List of supported services and options could be obtained running utility with -h argument.
[user@host]$ repodb_amqpfire -h
[user@host]$ repodb_amqpfire -c amqpfire_config.json -s repo -p p10 2022-06-22
Configuration example could be found in /usr/share/doc/altrepodb-%version%/ dicrectory.
ALTRepo Uploader utilities
Most of provided CLI tools has pretty common set of arguments. All of them have at least -h option that displays the usage message.
Configuration file
All CLI tools supports configuration provided by file with -c, --config option. Configuration file example is config.ini.example.
[DEFAULT]
workers=10 # number of threads (if used by utility)
[LOGGING]
log_to_file=no # controls logging to file
log_to_syslog=no # controls logging to syslog
log_to_console=yes # controls logging to console [stderr]

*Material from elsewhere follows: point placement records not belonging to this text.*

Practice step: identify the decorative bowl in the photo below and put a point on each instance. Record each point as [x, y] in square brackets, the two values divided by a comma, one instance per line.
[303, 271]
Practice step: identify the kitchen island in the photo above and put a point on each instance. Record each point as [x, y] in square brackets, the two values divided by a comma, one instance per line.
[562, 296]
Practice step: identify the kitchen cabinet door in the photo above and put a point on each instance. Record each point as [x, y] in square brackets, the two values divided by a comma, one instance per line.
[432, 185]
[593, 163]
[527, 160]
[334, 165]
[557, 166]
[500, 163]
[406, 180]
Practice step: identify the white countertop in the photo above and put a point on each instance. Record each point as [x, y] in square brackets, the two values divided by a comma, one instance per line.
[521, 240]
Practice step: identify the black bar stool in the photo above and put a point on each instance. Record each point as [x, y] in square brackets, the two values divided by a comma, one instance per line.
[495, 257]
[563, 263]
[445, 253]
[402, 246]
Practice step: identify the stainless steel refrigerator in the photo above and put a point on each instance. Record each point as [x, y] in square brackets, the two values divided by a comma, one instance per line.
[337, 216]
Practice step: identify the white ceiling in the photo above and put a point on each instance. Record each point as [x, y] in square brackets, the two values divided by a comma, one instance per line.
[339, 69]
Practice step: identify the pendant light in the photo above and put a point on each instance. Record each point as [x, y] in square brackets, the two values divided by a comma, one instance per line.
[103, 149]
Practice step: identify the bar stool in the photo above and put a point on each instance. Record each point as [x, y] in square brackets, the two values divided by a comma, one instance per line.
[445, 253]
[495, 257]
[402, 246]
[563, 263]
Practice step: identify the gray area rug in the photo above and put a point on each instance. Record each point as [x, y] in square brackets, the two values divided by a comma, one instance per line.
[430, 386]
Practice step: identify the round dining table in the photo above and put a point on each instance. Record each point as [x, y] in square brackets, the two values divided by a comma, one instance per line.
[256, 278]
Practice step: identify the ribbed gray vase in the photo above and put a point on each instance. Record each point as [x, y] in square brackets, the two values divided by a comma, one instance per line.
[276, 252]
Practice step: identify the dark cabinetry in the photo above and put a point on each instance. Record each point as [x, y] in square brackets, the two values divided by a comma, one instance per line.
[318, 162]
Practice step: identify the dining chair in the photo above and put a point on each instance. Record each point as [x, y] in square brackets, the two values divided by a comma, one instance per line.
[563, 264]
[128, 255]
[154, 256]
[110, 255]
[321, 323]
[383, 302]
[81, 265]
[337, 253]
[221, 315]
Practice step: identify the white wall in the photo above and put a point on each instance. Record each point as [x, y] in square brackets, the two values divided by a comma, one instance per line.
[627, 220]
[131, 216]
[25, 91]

syslog_ident=altrepodb # controls syslog identity
[DATABASE]
dbname=repodb # database name
host=localhost # Clickhouse server IP address
port=9000 # Clickhouse server port
user=default # databse user name
password= # database user password
Note: Only logging level could be managed by CLI options. Logging handlers are controlled only by configuration file.
Command line tools
repo_loader
The utility uploads content of branch's repository state from file system to database. Check the usage message with command:
[user@host]$ repo_loader -h
Usage example:
[user@host]$ repo_loader sisyphus /archive/repo/sisyphus/date/2021/08/18 --date 2021-08-18 -c config.ini --tag test_load -v
task_loader
The utility uploads content of building task state from file system to database. Check the usage message with command:
[user@host]$ task_loader -h
Usage example:
[user@host]$ task_loader /archive/tasks/done/_276/283337 -c config.ini -f -D
image_loader
The utility uploads content of ALT Linux distribution image in ISO, TAR, IMG, QCOW2 formats to database. Check the usage message with command:
[user@host]$ image_loader -h
Usage example:
[user@host]$ image_loader alt-p10-opennebula-x86_64.qcow2 --branch p10 --edition cloud --version 10.0.0 --release release --platform "" --variant install --flavor opennebula --arch x86_64 --date 2022-02-10 --url "http://ftp.altlinux.org/%PATH_TO_IMAGE%" --type qcow -c config.ini --debug
acl_loader
The utility uploads ALT Linux maintaners ACLs to database. Check the usage message with command:
[user@host]$ acl_loader -h
beehive_loader
The utility uploads Beehive packages build results to database. Check the usage message with command:
[user@host]$ beehive_loader -h
bugzilla
The utility uploads Bugzilla issues to database. Check the usage message with command:
[user@host]$ bugzilla -h
repocop_loader
The utility uploads Repocop packages inspection to database. Check the usage message with command:
[user@host]$ repocop_loader -h
watch_loader
The utility uploads package's versions updates from Watch to database. Check the usage message with command:
[user@host]$ watch_loader -h
spdx_loader
The utility uploads licenses information from SPDX Git repository to database. Check the usage message with command:
[user@host]$ spdx_loader -h
Code style
Now project uses black for code formatting and flake8 as a linter with configuration defined in setup.cfg file.
Afternote
ALTRepo Uploader is under continuous development.
Functionality, database and code structure changes rapidly.
Check changelog and Git history for details.